On Remarriage

by | Feb 20, 2011 | 2 comments

I am not interested.

It’s one of the paradoxes of grief that you can’t imagine being alone the rest of your life, but you also can not imagine being with anyone else.

How do you go from waiting for your soulmate patiently- swearing faithfulness, fighting through the most difficult times, to thinking about marrying someone else?

And yet this is what is usually expected of a young widow.  I hear from others in the “club” that they are told, “You’re young- you’ll marry again…” or “When are you taking off your ring?”  My favorite response to that from a fellow widow, “When I feel like I’m not married anymore.”

Everyone wants to “fix” this.  No one wants to know, truly know, the pain that I know.  I understand this.

I made up rules in my head, to which one of your friends told me online it sounded almost funny: “…probably wear my ring for three years…”  He asks me something like if I would ever think about settling for Audrey’s sake or for security…I tell him I’d feel sorry for the guy.  It wouldn’t be fair.

I laughed with another young widow over the list of qualifications I’d come up with if it was even possible to consider another man:

a) Must have known Dan because Dan was so unique and will always be so important in my life
b) Must be a widower- to understand the depth of the pain one experiences- anyone who has not been through some kind of trauma/loss seems kind of shallow after this.
c) Must be a lot younger so that I don’t have to suffer through this kind of loss again…once in a lifetime is enough for me, thanks.
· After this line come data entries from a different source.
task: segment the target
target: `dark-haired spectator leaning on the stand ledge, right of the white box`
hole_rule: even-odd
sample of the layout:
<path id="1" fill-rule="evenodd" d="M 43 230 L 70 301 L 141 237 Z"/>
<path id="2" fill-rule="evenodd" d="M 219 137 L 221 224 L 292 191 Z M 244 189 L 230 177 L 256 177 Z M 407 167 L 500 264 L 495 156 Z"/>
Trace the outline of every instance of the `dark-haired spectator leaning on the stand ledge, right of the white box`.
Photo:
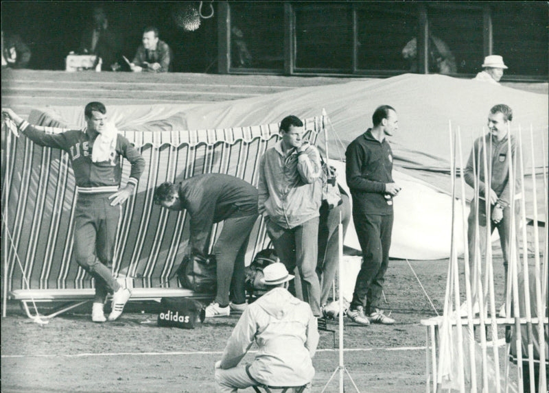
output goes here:
<path id="1" fill-rule="evenodd" d="M 145 27 L 143 30 L 143 45 L 137 48 L 137 53 L 130 63 L 133 72 L 168 72 L 172 50 L 163 40 L 159 39 L 156 27 Z"/>

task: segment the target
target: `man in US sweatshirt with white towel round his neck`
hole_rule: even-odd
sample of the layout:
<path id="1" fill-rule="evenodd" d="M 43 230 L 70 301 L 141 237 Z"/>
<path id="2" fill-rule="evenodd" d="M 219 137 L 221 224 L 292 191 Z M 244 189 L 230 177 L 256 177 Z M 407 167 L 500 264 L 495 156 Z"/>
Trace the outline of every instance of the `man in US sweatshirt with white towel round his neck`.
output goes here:
<path id="1" fill-rule="evenodd" d="M 108 125 L 106 108 L 100 102 L 86 105 L 84 119 L 87 127 L 84 130 L 60 134 L 49 134 L 43 127 L 32 126 L 11 109 L 2 109 L 2 112 L 37 145 L 69 153 L 78 193 L 74 216 L 75 259 L 95 279 L 91 318 L 93 322 L 106 321 L 103 306 L 110 293 L 113 294 L 113 307 L 108 320 L 116 320 L 131 293 L 119 285 L 108 265 L 113 263 L 121 204 L 137 187 L 145 169 L 145 160 L 128 139 Z M 132 165 L 124 188 L 120 188 L 121 157 Z"/>

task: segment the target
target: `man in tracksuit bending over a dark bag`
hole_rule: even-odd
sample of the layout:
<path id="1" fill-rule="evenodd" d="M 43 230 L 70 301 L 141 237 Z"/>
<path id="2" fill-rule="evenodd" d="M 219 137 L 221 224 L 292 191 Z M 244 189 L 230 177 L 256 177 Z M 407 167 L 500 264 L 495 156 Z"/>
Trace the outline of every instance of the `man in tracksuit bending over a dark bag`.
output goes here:
<path id="1" fill-rule="evenodd" d="M 206 307 L 206 317 L 229 316 L 246 309 L 244 257 L 248 237 L 257 220 L 257 189 L 226 174 L 202 174 L 179 184 L 165 182 L 156 188 L 154 202 L 166 209 L 186 209 L 191 216 L 191 253 L 207 254 L 211 226 L 223 222 L 213 246 L 217 262 L 217 295 Z M 229 302 L 229 292 L 232 302 Z"/>

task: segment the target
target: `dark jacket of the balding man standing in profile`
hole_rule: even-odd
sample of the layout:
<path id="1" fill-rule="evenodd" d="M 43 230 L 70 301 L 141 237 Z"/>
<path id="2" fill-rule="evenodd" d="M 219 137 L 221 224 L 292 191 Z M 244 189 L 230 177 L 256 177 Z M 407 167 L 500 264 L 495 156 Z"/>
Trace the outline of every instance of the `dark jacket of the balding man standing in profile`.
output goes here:
<path id="1" fill-rule="evenodd" d="M 385 184 L 393 182 L 393 152 L 387 140 L 377 141 L 369 128 L 349 144 L 345 156 L 353 210 L 376 215 L 393 214 L 393 198 L 385 192 Z"/>

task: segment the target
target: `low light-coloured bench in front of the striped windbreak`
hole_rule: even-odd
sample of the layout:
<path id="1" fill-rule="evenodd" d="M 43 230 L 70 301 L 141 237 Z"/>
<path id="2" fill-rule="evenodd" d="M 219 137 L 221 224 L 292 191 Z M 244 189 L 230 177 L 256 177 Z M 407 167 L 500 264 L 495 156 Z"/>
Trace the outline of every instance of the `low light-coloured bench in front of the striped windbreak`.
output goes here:
<path id="1" fill-rule="evenodd" d="M 195 294 L 190 289 L 183 288 L 130 288 L 132 301 L 154 301 L 160 302 L 161 298 L 194 298 L 196 300 L 211 300 L 213 295 Z M 40 303 L 61 302 L 48 315 L 40 315 L 40 318 L 54 318 L 57 315 L 65 313 L 75 307 L 91 302 L 95 296 L 95 289 L 15 289 L 10 292 L 10 299 L 18 300 L 21 308 L 27 314 L 27 317 L 34 318 L 29 305 L 34 302 Z"/>

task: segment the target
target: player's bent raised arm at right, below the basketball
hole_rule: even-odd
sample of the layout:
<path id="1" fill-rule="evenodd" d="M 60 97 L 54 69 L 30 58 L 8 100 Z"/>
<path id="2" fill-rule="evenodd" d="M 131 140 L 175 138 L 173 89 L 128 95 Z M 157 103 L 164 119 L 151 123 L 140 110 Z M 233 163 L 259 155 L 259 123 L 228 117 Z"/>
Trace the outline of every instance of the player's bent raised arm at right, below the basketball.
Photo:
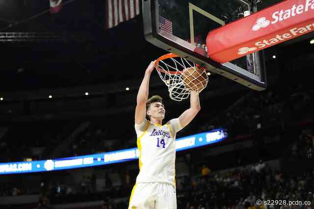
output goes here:
<path id="1" fill-rule="evenodd" d="M 188 125 L 194 117 L 200 112 L 201 105 L 200 105 L 200 98 L 198 93 L 191 92 L 190 94 L 190 108 L 183 112 L 183 114 L 179 117 L 180 124 L 182 128 Z"/>

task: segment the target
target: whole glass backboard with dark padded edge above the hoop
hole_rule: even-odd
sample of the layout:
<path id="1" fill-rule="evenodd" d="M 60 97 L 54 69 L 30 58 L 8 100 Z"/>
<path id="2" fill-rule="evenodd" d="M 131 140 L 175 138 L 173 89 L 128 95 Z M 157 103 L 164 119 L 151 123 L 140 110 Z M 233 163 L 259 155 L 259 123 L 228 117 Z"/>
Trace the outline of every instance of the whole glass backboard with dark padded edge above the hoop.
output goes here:
<path id="1" fill-rule="evenodd" d="M 209 59 L 208 33 L 256 10 L 249 0 L 143 0 L 148 42 L 251 89 L 266 88 L 263 52 L 217 63 Z M 247 14 L 247 12 L 245 12 Z M 209 46 L 210 47 L 210 46 Z"/>

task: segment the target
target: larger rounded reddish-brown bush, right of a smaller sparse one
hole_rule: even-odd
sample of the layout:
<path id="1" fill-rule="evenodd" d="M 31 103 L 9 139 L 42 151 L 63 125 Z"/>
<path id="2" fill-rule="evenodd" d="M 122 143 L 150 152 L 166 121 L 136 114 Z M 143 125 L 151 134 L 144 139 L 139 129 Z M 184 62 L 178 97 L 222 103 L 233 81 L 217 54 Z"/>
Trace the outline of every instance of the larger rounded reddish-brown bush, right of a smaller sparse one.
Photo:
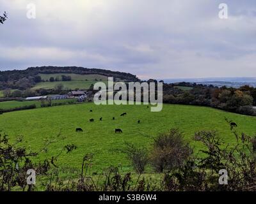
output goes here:
<path id="1" fill-rule="evenodd" d="M 182 133 L 178 129 L 170 129 L 169 133 L 154 139 L 151 152 L 152 166 L 157 172 L 173 170 L 182 166 L 191 153 L 192 150 Z"/>

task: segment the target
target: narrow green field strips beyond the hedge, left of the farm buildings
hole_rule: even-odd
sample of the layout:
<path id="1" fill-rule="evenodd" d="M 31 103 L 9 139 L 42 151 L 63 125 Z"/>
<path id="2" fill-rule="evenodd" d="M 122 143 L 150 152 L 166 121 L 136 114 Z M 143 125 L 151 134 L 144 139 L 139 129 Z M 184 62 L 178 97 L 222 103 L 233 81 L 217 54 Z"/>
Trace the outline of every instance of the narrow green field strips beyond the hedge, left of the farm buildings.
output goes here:
<path id="1" fill-rule="evenodd" d="M 52 100 L 52 103 L 63 103 L 67 101 L 76 101 L 76 99 Z M 0 109 L 17 108 L 17 107 L 28 106 L 33 104 L 36 105 L 36 108 L 41 107 L 41 101 L 4 101 L 4 102 L 0 102 Z"/>

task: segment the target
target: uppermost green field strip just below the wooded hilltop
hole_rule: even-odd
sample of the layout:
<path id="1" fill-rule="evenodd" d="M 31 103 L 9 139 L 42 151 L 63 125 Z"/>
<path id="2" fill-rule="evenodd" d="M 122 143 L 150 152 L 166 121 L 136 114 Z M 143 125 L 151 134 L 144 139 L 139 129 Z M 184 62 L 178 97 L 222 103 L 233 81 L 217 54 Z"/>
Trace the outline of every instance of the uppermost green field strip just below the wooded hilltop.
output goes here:
<path id="1" fill-rule="evenodd" d="M 61 75 L 70 76 L 73 81 L 93 81 L 97 80 L 108 80 L 108 77 L 103 75 L 77 75 L 72 73 L 56 73 L 56 74 L 38 74 L 42 78 L 42 80 L 49 80 L 51 77 L 59 77 L 61 80 Z"/>

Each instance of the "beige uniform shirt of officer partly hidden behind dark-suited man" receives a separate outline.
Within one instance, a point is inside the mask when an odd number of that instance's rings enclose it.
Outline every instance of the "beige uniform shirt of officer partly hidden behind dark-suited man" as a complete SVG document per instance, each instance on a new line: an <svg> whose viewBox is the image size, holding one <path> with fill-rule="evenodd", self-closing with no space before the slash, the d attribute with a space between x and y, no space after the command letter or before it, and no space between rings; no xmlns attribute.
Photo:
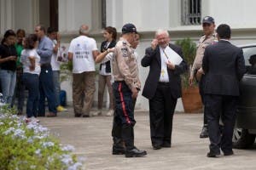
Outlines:
<svg viewBox="0 0 256 170"><path fill-rule="evenodd" d="M212 34L211 36L202 36L197 44L197 49L196 49L196 55L195 55L195 60L193 63L193 66L191 68L190 76L194 75L195 70L199 70L202 65L202 59L205 53L205 49L207 48L208 45L214 43L216 41L216 36L215 34Z"/></svg>

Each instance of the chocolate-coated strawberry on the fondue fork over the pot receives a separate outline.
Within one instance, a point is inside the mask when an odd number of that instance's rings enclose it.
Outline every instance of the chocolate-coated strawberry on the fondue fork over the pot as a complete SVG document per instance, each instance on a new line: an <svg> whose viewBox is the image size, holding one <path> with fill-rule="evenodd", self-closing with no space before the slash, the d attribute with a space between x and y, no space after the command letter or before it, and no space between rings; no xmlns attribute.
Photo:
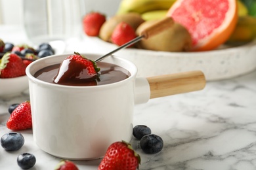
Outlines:
<svg viewBox="0 0 256 170"><path fill-rule="evenodd" d="M75 52L62 61L58 74L54 77L54 83L69 85L74 82L95 82L98 71L100 69L94 61Z"/></svg>

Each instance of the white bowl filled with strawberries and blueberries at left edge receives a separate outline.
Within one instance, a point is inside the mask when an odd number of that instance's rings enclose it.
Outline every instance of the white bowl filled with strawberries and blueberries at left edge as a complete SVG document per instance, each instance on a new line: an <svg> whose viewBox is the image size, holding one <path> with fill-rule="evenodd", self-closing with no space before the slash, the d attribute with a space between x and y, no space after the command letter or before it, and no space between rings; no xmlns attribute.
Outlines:
<svg viewBox="0 0 256 170"><path fill-rule="evenodd" d="M26 67L39 58L54 54L48 43L38 48L27 44L14 45L1 41L0 46L0 98L10 98L28 90Z"/></svg>

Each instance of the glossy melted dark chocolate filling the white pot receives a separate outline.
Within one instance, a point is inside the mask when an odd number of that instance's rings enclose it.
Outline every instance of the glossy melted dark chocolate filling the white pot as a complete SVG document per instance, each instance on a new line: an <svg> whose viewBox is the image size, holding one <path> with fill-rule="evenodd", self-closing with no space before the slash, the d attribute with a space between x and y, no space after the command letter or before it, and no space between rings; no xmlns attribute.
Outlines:
<svg viewBox="0 0 256 170"><path fill-rule="evenodd" d="M102 84L110 84L114 82L119 82L128 78L131 74L126 69L119 67L118 65L114 65L111 63L99 62L97 63L100 71L98 72L98 78L96 80L84 81L83 79L73 79L70 81L64 82L54 82L54 78L58 74L58 69L60 64L50 65L43 69L40 69L33 75L35 78L39 80L43 80L45 82L51 82L54 84L62 84L68 86L97 86Z"/></svg>

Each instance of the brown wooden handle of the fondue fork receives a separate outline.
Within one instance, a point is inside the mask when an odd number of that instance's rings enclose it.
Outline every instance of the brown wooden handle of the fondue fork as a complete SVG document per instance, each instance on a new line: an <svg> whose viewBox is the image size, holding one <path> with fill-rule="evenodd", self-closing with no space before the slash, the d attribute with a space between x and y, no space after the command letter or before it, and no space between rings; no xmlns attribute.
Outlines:
<svg viewBox="0 0 256 170"><path fill-rule="evenodd" d="M143 36L144 39L148 39L149 37L152 37L160 33L164 29L171 27L173 24L174 24L173 18L171 17L163 18L162 20L160 20L160 22L157 22L156 24L144 29L140 33L140 36Z"/></svg>

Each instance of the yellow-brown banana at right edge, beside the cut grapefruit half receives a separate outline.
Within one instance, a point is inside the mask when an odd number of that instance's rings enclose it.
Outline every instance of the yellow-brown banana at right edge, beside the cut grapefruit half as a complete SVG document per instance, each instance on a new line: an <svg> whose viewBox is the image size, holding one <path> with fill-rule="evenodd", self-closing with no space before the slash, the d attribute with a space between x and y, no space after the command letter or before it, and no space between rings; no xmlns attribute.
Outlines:
<svg viewBox="0 0 256 170"><path fill-rule="evenodd" d="M253 16L239 16L238 23L232 35L230 35L228 44L239 44L256 39L256 18Z"/></svg>

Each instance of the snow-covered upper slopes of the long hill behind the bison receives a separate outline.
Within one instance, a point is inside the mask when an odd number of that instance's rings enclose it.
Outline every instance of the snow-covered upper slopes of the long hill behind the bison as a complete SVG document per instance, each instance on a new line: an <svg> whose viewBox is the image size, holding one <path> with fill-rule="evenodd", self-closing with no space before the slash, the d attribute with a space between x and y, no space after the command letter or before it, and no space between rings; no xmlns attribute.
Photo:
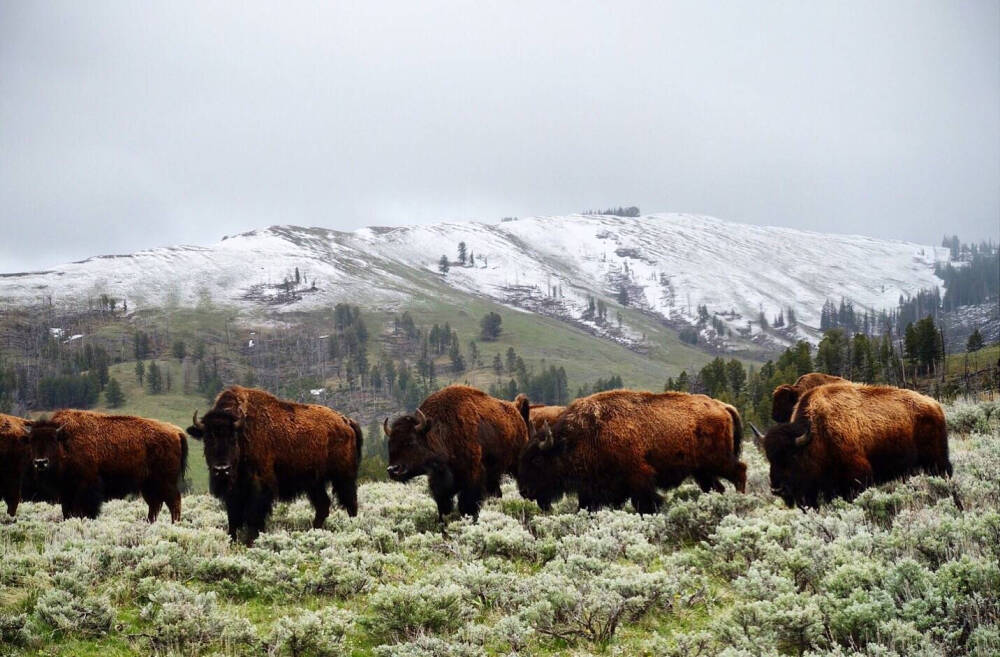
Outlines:
<svg viewBox="0 0 1000 657"><path fill-rule="evenodd" d="M459 242L473 255L471 264L456 262ZM442 255L452 261L444 275ZM589 297L614 307L624 288L630 306L676 324L692 323L700 305L734 329L748 319L756 324L761 310L772 317L792 306L801 324L816 327L828 298L878 310L895 306L901 294L941 285L934 264L947 258L939 247L680 214L347 233L273 226L208 247L99 256L0 275L0 301L79 303L109 294L126 298L130 310L206 299L247 311L309 310L338 301L398 308L444 285L587 323Z"/></svg>

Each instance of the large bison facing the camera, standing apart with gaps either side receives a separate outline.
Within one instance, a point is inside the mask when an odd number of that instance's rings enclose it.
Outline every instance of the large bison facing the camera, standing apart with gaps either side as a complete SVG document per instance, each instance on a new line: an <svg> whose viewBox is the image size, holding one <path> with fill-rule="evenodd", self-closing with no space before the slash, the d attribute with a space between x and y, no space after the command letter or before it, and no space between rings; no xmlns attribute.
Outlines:
<svg viewBox="0 0 1000 657"><path fill-rule="evenodd" d="M361 427L336 411L231 386L201 420L195 411L187 431L204 441L209 489L226 505L234 541L245 525L253 543L275 499L303 493L316 510L313 527L322 527L328 483L348 515L357 515Z"/></svg>

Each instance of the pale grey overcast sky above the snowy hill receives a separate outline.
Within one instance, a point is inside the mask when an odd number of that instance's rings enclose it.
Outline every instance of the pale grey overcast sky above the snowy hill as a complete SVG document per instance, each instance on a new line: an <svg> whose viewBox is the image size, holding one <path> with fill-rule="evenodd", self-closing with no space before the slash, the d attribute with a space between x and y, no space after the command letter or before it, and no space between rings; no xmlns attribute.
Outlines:
<svg viewBox="0 0 1000 657"><path fill-rule="evenodd" d="M997 240L998 34L995 1L0 0L0 271L618 204Z"/></svg>

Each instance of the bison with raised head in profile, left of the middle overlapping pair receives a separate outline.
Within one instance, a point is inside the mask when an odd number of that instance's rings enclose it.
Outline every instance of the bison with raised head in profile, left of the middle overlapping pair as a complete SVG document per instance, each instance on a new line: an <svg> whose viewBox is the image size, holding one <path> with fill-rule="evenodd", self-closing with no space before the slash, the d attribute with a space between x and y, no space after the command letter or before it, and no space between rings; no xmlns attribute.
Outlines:
<svg viewBox="0 0 1000 657"><path fill-rule="evenodd" d="M383 423L389 438L389 477L427 475L440 518L458 510L477 516L485 495L500 495L504 473L517 473L528 441L528 399L494 399L468 386L448 386L424 400L416 413Z"/></svg>

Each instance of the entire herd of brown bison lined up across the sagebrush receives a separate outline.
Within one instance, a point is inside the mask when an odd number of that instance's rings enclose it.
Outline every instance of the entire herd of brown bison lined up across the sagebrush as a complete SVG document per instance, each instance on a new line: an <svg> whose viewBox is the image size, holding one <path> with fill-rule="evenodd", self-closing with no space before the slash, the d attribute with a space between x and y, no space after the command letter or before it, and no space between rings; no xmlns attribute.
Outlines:
<svg viewBox="0 0 1000 657"><path fill-rule="evenodd" d="M766 435L750 425L770 464L771 491L788 506L851 499L865 488L924 471L951 475L944 413L910 390L807 374L774 391ZM542 509L567 493L596 510L631 502L639 513L662 503L660 489L688 477L705 492L746 488L739 412L705 395L614 390L568 406L495 399L468 386L435 392L383 429L394 481L426 475L441 520L457 498L477 516L499 497L504 475ZM0 415L0 489L7 512L21 499L58 503L63 516L94 518L106 499L141 495L149 522L164 504L181 514L187 436L202 441L212 495L229 534L253 542L275 500L306 495L314 527L330 513L332 488L357 514L362 434L325 406L232 386L186 431L137 417L64 410L38 420Z"/></svg>

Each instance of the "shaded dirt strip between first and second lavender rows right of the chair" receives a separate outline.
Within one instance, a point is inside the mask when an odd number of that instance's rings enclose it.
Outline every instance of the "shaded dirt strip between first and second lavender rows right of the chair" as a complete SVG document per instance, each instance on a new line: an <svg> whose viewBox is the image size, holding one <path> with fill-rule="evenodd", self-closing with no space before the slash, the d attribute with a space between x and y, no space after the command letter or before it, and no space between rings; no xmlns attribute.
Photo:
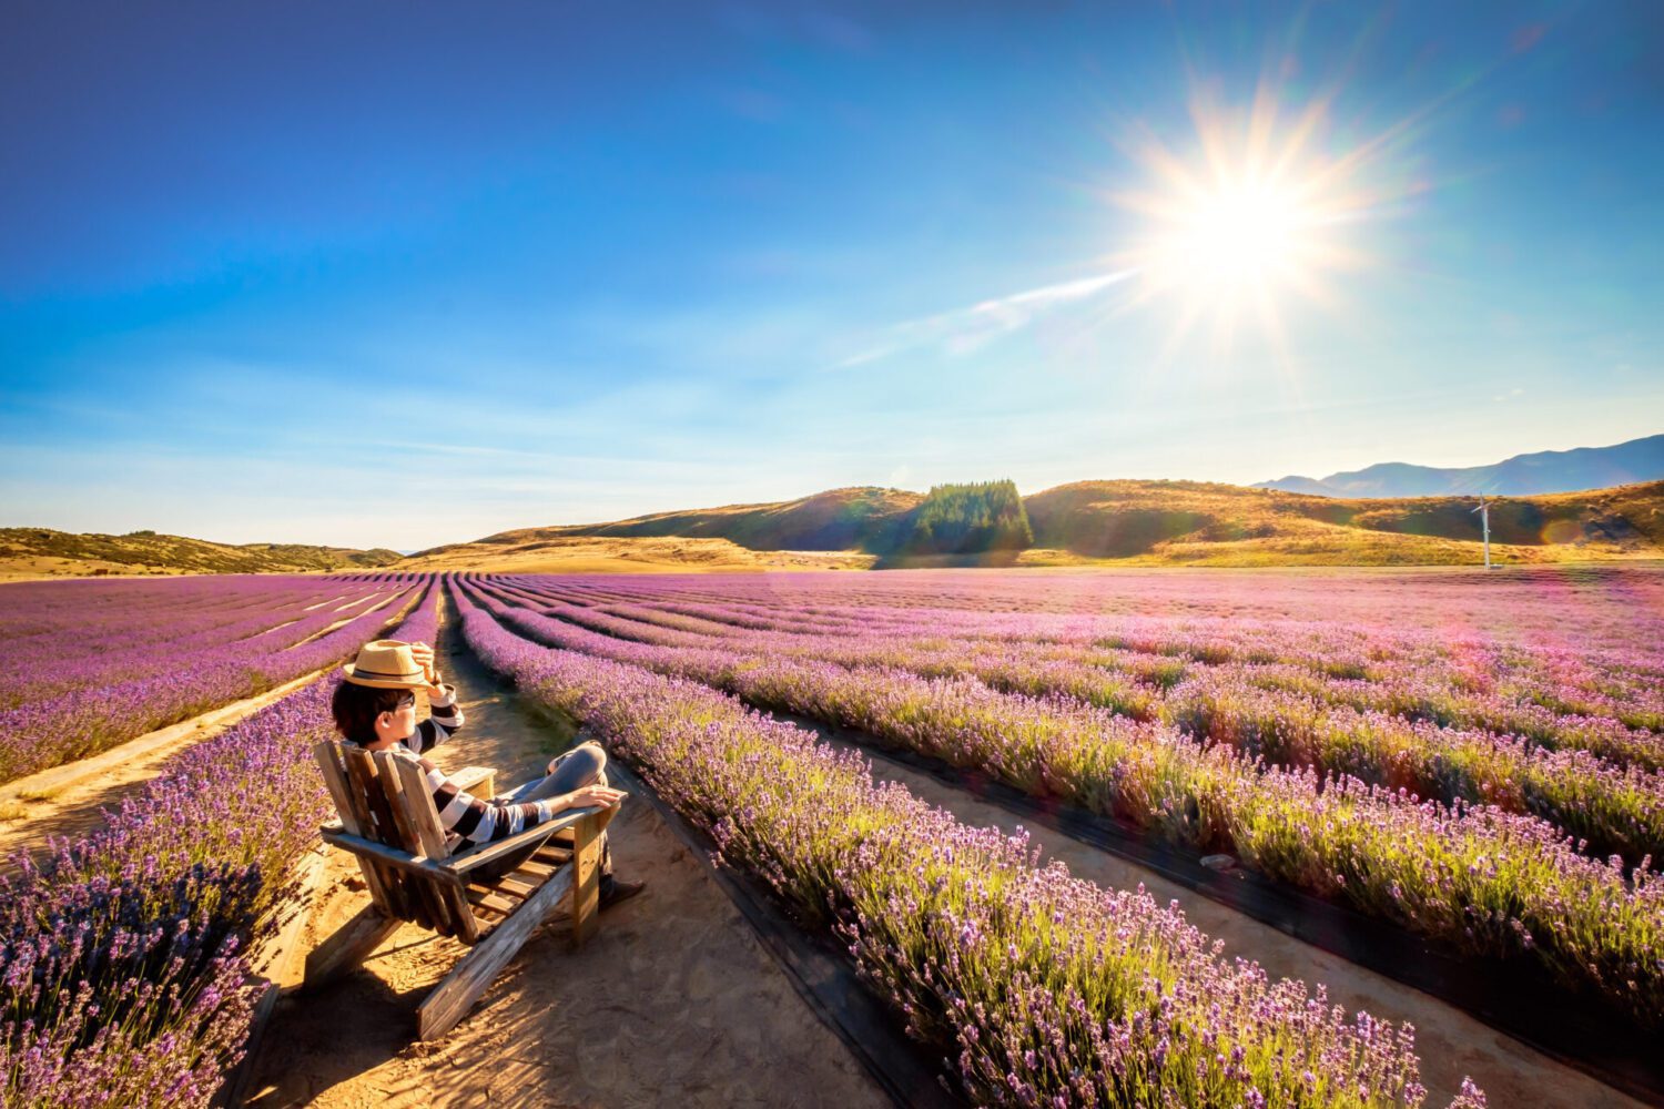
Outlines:
<svg viewBox="0 0 1664 1109"><path fill-rule="evenodd" d="M804 725L804 722L795 723ZM850 747L839 740L832 742ZM875 780L900 781L917 796L947 808L967 825L998 825L1005 831L1013 831L1018 825L1027 826L1042 845L1042 856L1063 860L1070 873L1078 878L1118 890L1133 890L1143 883L1158 903L1178 901L1191 924L1213 939L1225 941L1225 958L1255 959L1273 981L1300 978L1310 984L1323 983L1330 988L1330 1001L1345 1006L1348 1013L1368 1009L1371 1016L1393 1023L1409 1021L1416 1028L1416 1054L1421 1056L1421 1081L1429 1091L1428 1106L1448 1104L1459 1091L1463 1076L1473 1077L1493 1106L1533 1106L1533 1109L1642 1106L1419 989L1305 944L1137 863L1070 840L1060 831L1033 828L1032 821L1025 825L1025 818L945 785L922 770L875 758L870 750L862 753L872 758Z"/></svg>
See? It’s all quite ridiculous.

Another paradox- I’d love for Audrey to have a father-figure in her life- but can’t imagine that figure not being you.  That thought only brings me pain.

We had that conversation- you and I, lying in bed one night- I think the same time we talked about burials and bagpipes…”I’d want you to remarry…” we both said.  But we didn’t know you’d die at 33.

Who then, could possibly follow you?

You asked me all the time as I pleaded that we could start trying for a second child, “How could we love another child as much as Audrey?  Isn’t she enough?”   I told you we had more love- but children are different than husbands.  Getting pregnant again after a miscarriage really did help me heal.

Your loss- will not “heal.”

Do I say all this as a defense mechanism because I am an aging single mother and chances are no one will be interested in me anyway?  Maybe in part.

I won’t make any vows.  I’m at seven months.

I read a quote by Betty White on some widow group on FB the other day- her husband apparently died fairly young and she never remarried, “When you married the best, who cares about the rest…”  Succinctly said.

I will say this:

I think I know now why our relationship was always so passionate- in good and bad times…

so many kisses and tears in eleven years…

it had to last a lifetime…

and I believe it will.

I love you Dan Cho.


February 20, 2011


  1. L. Kukoleck

    It's been just over a year and a half since my soulmate left this world and went on to the next. I still ache. My soul was ripped right out of me, I still feel lost.
    We had 32 years in which we continued to grow together. Kim had lots of medical issues and I always had a feeling I would be left as a young widow and a single mom, but we were blessed to be able to watch our two children become adults. Kim's dream was to become a grandpa and he lived long enough to experience that for a year and a half.
    I too have those same feelings that you mention. At the age of 55, I have no desire to even date. Yes, I mourn the loss of never feeling that intimate love, but I also agree with Betty White. I know I had the best, there is no other.